Desde os 18 anos de idade, quando comecei a trabalhar no mercado financeiro, sempre fui apaixonado pelo crash de outubro de 1929 e sempre li tudo que pude a respeito dele.

Quais foram as principais dificuldades que o senhor encontrou para escrever esse novo livro?

Para ser honesto, sendo um assunto que conheço bem, não tive maiores dificuldades para escrever o texto. Só demandou tempo, pois precisei ler extensa bibliografia, livros que adquiri na Amazon.

Como ocorreu ao senhor a ideia de mostrar o tema sob o ângulo de pessoas famosas, como Charles Chaplin, Irving Berlin, e anônimas, como o carteiro Homer Dowdy, o engraxate Pat Bologna e a adolescente Jolan Slezsak?

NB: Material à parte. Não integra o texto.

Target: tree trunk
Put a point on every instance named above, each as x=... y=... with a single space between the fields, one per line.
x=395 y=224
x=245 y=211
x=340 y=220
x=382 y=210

A ideia era de que 1929 não fosse um livro técnico nem acadêmico, mas uma história que pudesse ser lida como entretenimento. Daí tê-la narrado através de pessoas, famosas e anônimas, que viveram na época do crash e tiveram suas vidas influenciadas por ele. 

O livro mostra que o próprio FED (o banco central americano) colaborou com o entusiasmo dos especuladores ao “jogar gasolina na fogueira”, baixando a taxa básica de juros da economia. E no desenrolar do processo muitos analistas alertavam para um desastre iminente, uma tragédia anunciada. A crise poderia ter sido evitada?

Com certeza a crise poderia ter sido evitada. O FED entrou no clima de euforia vivido pela maioria das pessoas nos Estados Unidos que, nos Esfuziantes Anos Vinte, acreditavam estar erigindo uma sociedade onde todos seriam ricos. Se as autoridades monetárias daquela época coibissem a criação dos consórcios, o crash não teria acontecido ou teria sido muito menor.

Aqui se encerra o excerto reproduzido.